# Aussie chasing Car audio mags...



## bigwillystyle (May 26, 2009)

Hey guys, 

We don't really have any quality car audio mags here in australia, does anybody know of any good magazines?? i've just got a mail forwarding box in the states so i can get them shipped there and forwarded on...


----------



## audioroach (Aug 14, 2009)

You have a better chance in EUROPE for mags. The only major publication left in North America is PAS (performance auto sound)


----------



## bigwillystyle (May 26, 2009)

Cheers brother...


----------



## BaasTurbo (Aug 27, 2009)

If you can read German, Autohifi (autohifi-magazin.de) is pretty good. Shame it is so obvious they always shove their advertisers te the front but it's not as bad as the other quality German caraudio mag, Car&Hifi. Basically, every issue they test "the best everrrrr" and a load of ChinoGerman crap from the ACR stores but if you can look past that they provide valuable technical measurements. Autohifi is SQ/SQL oriented, Car&Hifi is more of a 'chav' mag albeit with some interesting tests and cars.

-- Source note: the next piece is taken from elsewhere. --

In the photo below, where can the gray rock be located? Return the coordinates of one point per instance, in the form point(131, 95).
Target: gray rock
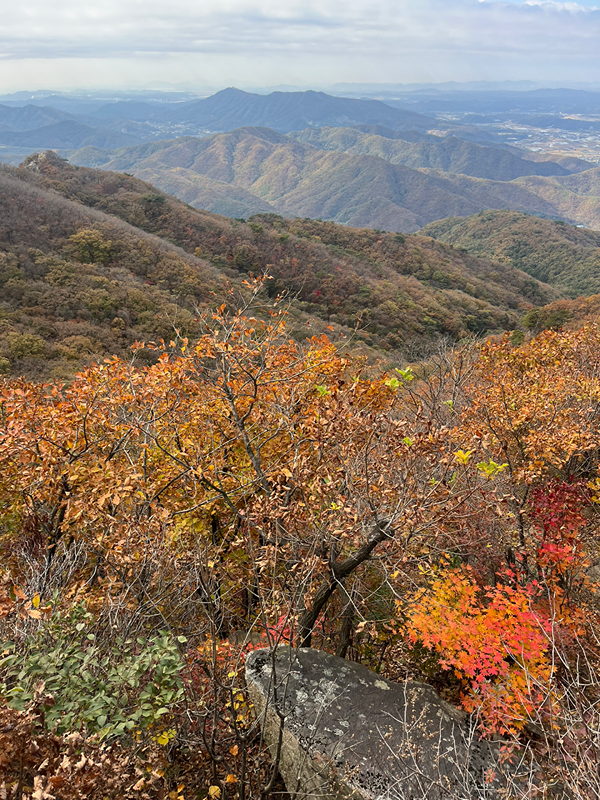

One more thing, the scores in many German mags are inverted: the lower the score, the better (Autohifi is like that, a score of 1.0 being better than a 1.6 for example).


----------



## instalher (May 13, 2009)

pas mag is all thats left..


----------



## bigwillystyle (May 26, 2009)

It's a shame, I was keen to get my hands on Ca&e.. Might have to grab pas and have a look.. Thanks for the tip on the German mags, can't read it tho.. 

Are there any uk mags you know of??


----------



## Oliver (Jun 25, 2007)

bigwillystyle said:


> It's a shame, I was keen to get my hands on Ca&e.. Might have to grab pas and have a look.. Thanks for the tip on the German mags, can't read it tho..
> 
> Are there any uk mags you know of??


Search at Talk audio.com


----------